Efficacy is also tracked chronologically via percentage-reduction thresholds relative to the patient's specific baseline score:

  • SALT 50: 50% or more reduction from baseline score, indicating a clinically meaningful early response.

  • SALT 90 / SALT 100: 90% or 100% reduction from baseline, representing near or absolute complete regrowth.

Important Clinical Nuances and Assessment Pitfalls

To ensure the accurate application of the SALT score in longitudinal records, providers must navigate several clinical limitations and edge cases:

  • The Face and Body Blind Spot: The standard SALT protocol focuses exclusively on scalp surface area. It completely fails to capture the severe functional and psychological impact of losing the eyebrows, eyelashes, beard, or general body hair. A patient can present with a low scalp SALT score (such as 15) but suffer profound distress due to total eyebrow and eyelash loss. In these instances, clinicians should cross-reference the score with comprehensive indices like the Alopecia Areata Scale or the Alopecia Areata Severity and Morbidity Index.

  • Excluding Exogenous Regrowth / Vellus Hair: When visually inspecting a quadrant, the clinician must distinguish between true terminal hair coverage and fine, downy, unpigmented vellus hair (early regrowth). Counting fine vellus hairs as full, normal hair density can artificially underestimate the active SALT score, potentially tracking a false trend of early treatment success before the hair has functionally converted to stable terminal fibers.

  • The Diffuse Incognito Paradox: The standard visual quadrant model is optimized for distinct, patchy hair loss. In the less common diffuse variant of alopecia areata (Alopecia Areata Incognita), hair loss occurs as a uniform, widespread thinning across all four quadrants simultaneously rather than in distinct circular patches. Visual estimation of percentage loss in diffuse cases is highly subjective and error-prone, making baseline standardized photography or digital phototrichograms essential to verify accuracy.

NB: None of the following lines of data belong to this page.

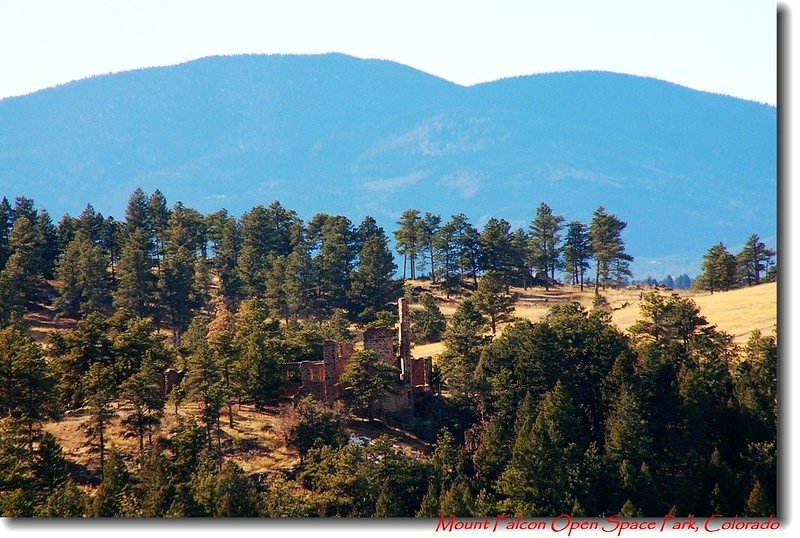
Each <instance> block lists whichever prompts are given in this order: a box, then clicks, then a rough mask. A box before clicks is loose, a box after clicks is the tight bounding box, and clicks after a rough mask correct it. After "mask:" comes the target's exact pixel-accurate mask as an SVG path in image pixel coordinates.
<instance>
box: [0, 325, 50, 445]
mask: <svg viewBox="0 0 800 538" xmlns="http://www.w3.org/2000/svg"><path fill="white" fill-rule="evenodd" d="M59 411H60V407H59V405H58V395H57V392H56V379H55V376H54V375H53V373H52V372H51V371H50V367H49V365H48V364H47V361H46V360H45V357H44V353H43V351H42V348H41V347H40V346H39V344H37V343H35V342H34V341H33V340H32V339H31V338H30V337H29V336H27V335H25V334H24V333H22V332H21V331H19V330H18V329H15V328H12V327H7V328H5V329H0V416H3V417H8V418H10V419H11V420H13V421H14V422H15V423H17V424H19V425H20V427H21V429H22V431H23V432H24V434H23V435H24V439H25V441H26V443H27V445H28V451H29V455H32V454H33V442H34V439H35V435H36V433H37V430H38V428H39V427H40V426H41V424H42V423H43V422H45V421H46V420H48V419H51V418H56V417H58V414H59Z"/></svg>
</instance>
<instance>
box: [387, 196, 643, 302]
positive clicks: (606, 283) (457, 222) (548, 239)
mask: <svg viewBox="0 0 800 538" xmlns="http://www.w3.org/2000/svg"><path fill="white" fill-rule="evenodd" d="M397 224H398V229H397V230H396V231H395V232H394V235H395V243H396V246H397V252H398V254H400V255H401V256H402V257H403V278H404V279H405V278H406V276H407V275H408V276H409V277H410V278H412V279H415V278H418V277H419V276H421V275H424V274H426V270H427V276H428V277H429V278H430V279H431V280H432V281H433V282H434V283H436V282H440V283H441V286H442V288H443V289H444V290H445V291H446V293H447V294H448V297H449V295H450V293H451V292H452V291H454V290H456V289H458V287H459V286H460V285H461V284H462V283H463V282H464V281H465V280H466V281H468V282H471V283H472V287H473V289H475V288H477V285H478V277H479V276H480V275H481V274H483V273H485V272H489V271H491V272H493V273H495V274H497V275H499V276H500V278H501V279H502V282H503V284H504V286H506V287H509V286H518V287H522V288H526V289H527V288H528V287H529V286H530V285H532V284H534V283H536V284H541V285H543V286H544V287H545V288H546V289H549V287H550V285H552V284H553V283H555V278H556V272H563V273H564V274H565V275H566V276H567V278H568V279H569V281H570V282H571V283H572V284H579V285H580V286H581V289H583V285H584V283H585V282H586V281H588V280H589V278H590V275H591V274H592V271H591V269H592V263H591V261H592V260H594V271H593V275H594V283H595V291H597V289H598V287H599V286H601V285H602V286H603V288H605V286H606V285H609V284H614V285H621V284H622V283H623V282H625V280H626V279H627V277H629V276H631V272H630V262H631V261H633V257H631V256H630V255H628V254H627V253H626V252H625V243H624V241H623V240H622V230H624V229H625V227H626V223H625V222H623V221H622V220H620V219H619V218H618V217H616V216H615V215H612V214H609V213H607V212H606V210H605V208H603V207H602V206H601V207H599V208H597V210H596V211H595V212H594V215H593V217H592V221H591V223H590V224H589V225H587V224H585V223H582V222H580V221H577V220H574V221H571V222H569V223H567V224H565V219H564V217H563V216H561V215H557V214H555V213H554V212H553V210H552V209H551V208H550V206H548V205H547V204H546V203H544V202H542V203H541V204H540V205H539V206H538V208H537V209H536V215H535V216H534V218H533V220H532V221H531V223H530V226H529V227H528V230H527V231H526V230H524V229H522V228H517V229H516V230H513V231H512V228H511V224H510V223H509V222H508V221H506V220H504V219H496V218H490V219H489V220H488V221H487V222H486V224H485V225H484V227H483V230H481V231H478V230H477V229H476V228H475V227H474V226H473V225H472V224H470V223H469V220H468V219H467V217H466V216H465V215H463V214H458V215H453V216H452V217H451V218H450V220H449V221H447V222H444V223H443V222H442V218H441V216H439V215H435V214H432V213H425V214H424V215H423V214H421V213H420V211H419V210H417V209H408V210H406V211H404V212H403V214H402V215H401V217H400V220H399V221H398V223H397ZM407 270H408V272H407Z"/></svg>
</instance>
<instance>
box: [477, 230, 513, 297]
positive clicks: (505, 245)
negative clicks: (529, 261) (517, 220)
mask: <svg viewBox="0 0 800 538" xmlns="http://www.w3.org/2000/svg"><path fill="white" fill-rule="evenodd" d="M479 245H480V255H479V262H480V268H481V269H482V270H483V271H495V272H497V273H498V274H500V275H501V276H502V277H503V283H504V284H506V285H508V284H510V283H511V281H512V280H513V276H514V275H513V273H514V244H513V237H512V234H511V224H509V223H508V221H506V220H504V219H495V218H491V219H489V220H488V221H487V222H486V224H485V225H484V226H483V231H482V232H481V236H480V239H479Z"/></svg>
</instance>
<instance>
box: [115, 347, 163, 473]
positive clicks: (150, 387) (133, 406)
mask: <svg viewBox="0 0 800 538" xmlns="http://www.w3.org/2000/svg"><path fill="white" fill-rule="evenodd" d="M160 375H161V371H159V370H156V369H155V368H154V367H153V365H152V364H151V363H150V362H149V361H148V362H145V363H144V364H143V365H142V368H141V369H140V370H139V371H138V372H136V373H135V374H133V375H132V376H130V377H129V378H128V379H126V380H125V382H124V383H122V385H121V386H120V397H121V398H122V399H123V400H125V401H127V402H128V403H130V404H131V406H132V407H133V410H132V411H131V413H130V414H129V415H128V416H127V417H126V418H125V419H124V420H123V421H122V423H123V425H124V426H125V427H127V428H128V429H129V430H130V431H131V432H132V433H134V434H135V435H136V436H137V437H138V438H139V455H140V457H142V456H143V454H144V436H145V433H147V432H150V431H152V430H153V429H154V428H156V427H157V426H158V425H159V424H160V423H161V417H162V415H163V414H164V395H163V392H162V388H161V384H160V383H159V382H158V380H159V377H160Z"/></svg>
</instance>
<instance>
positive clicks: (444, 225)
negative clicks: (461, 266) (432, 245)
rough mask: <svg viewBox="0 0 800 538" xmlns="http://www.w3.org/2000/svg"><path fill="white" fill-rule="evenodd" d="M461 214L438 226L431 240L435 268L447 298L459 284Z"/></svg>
mask: <svg viewBox="0 0 800 538" xmlns="http://www.w3.org/2000/svg"><path fill="white" fill-rule="evenodd" d="M461 217H463V215H453V216H452V217H451V219H450V221H449V222H447V223H446V224H445V225H444V226H442V227H441V228H439V231H438V232H437V233H436V236H435V237H434V240H433V248H434V251H435V253H436V263H437V270H438V271H439V274H440V276H441V277H442V287H443V288H444V290H445V292H446V294H447V298H448V299H449V298H450V295H451V294H452V293H453V292H454V291H456V290H457V289H458V288H459V286H460V285H461V278H460V275H459V259H460V248H459V244H458V241H459V236H460V233H461V231H460V229H459V228H460V226H461V224H462V222H463V220H462V219H461Z"/></svg>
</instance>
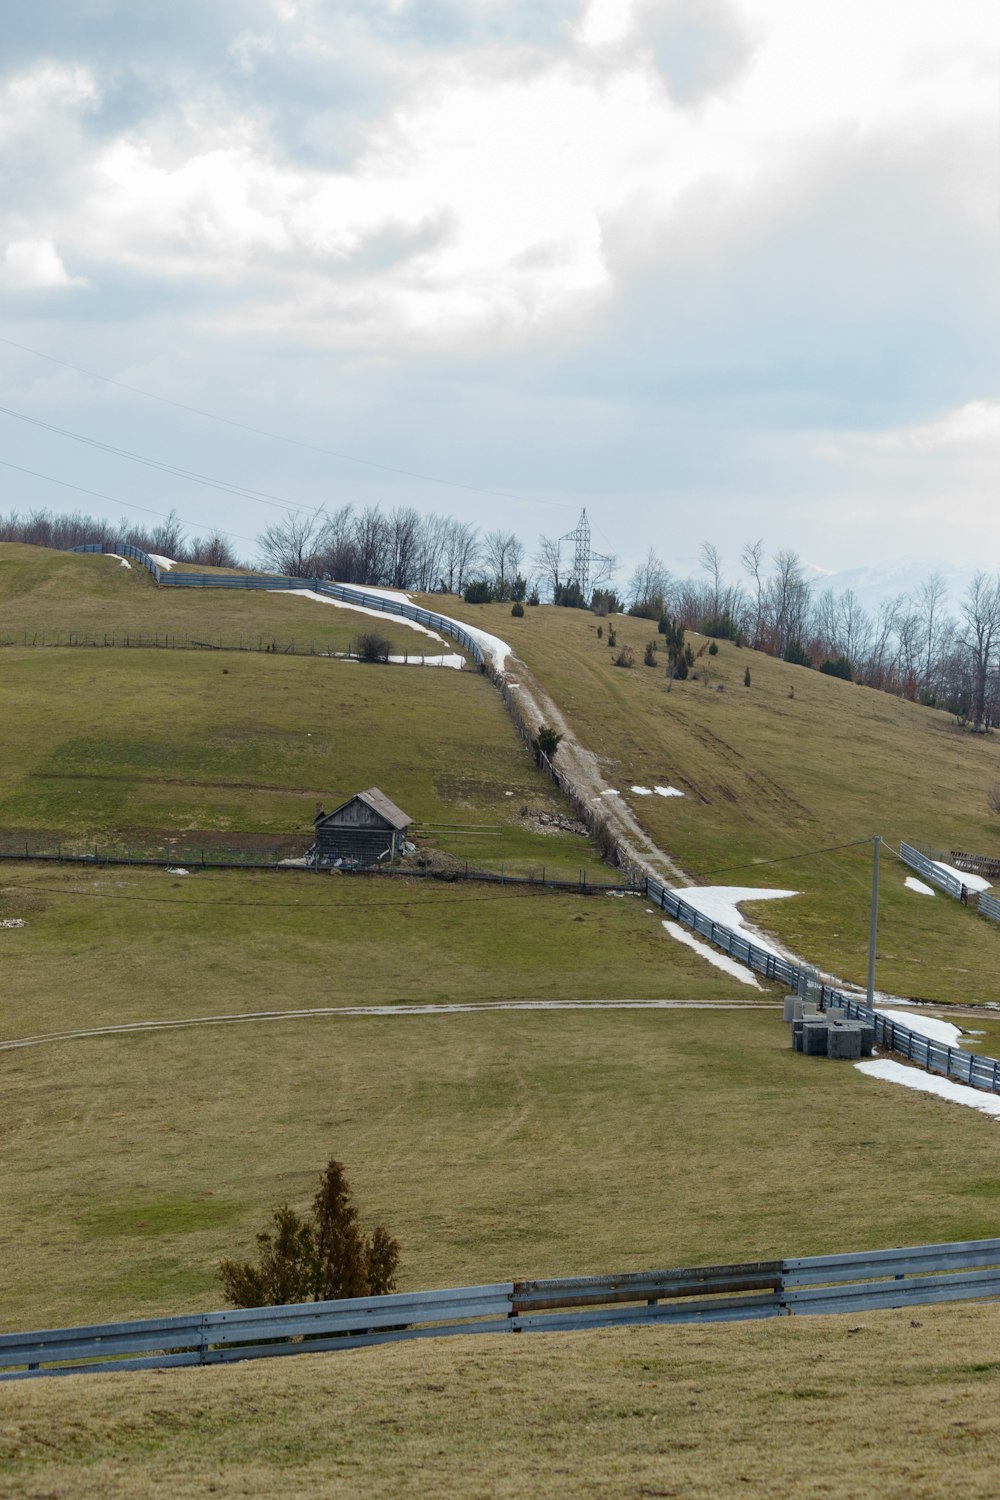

  • Evaluating Disease Activity vs. Static Loss: A static SALT score across multiple months implies structural disease stability. However, the score does not measure real-time velocity. Clinicians must always perform a peripheral Hair Pull Test at the margins of active patches alongside the calculation. A positive pull test (exhibiting multiple dystrophic, exclamation-mark telogen hairs) indicates a highly unstable, actively expanding flare that mandates immediate systemic stabilization therapy, regardless of whether the current numerical SALT score is low or high.

References

  • Olsen, E. A., Hordinsky, M. K., Price, V. H., Roberts, J. L., Shapiro, J., Canfield, D., and National Alopecia Areata Foundation. (2004). Alopecia areata investigational assessment guidelines part II. Journal of the American Academy of Dermatology, 51(3), 440-447.

  • Olsen, E. A., and Canfield, D. (2016). SALT II: A new take on the Severity of Alopecia Tool (SALT) for determining percentage scalp hair loss. Journal of the American Academy of Dermatology, 75(6), 1268-1270.

  • King, B., Ohyama, M., Kwon, O., et al. (2022). Two phase 3 trials of Baricitinib for Alopecia Areata. New England Journal of Medicine, 386(19), 1803-1816.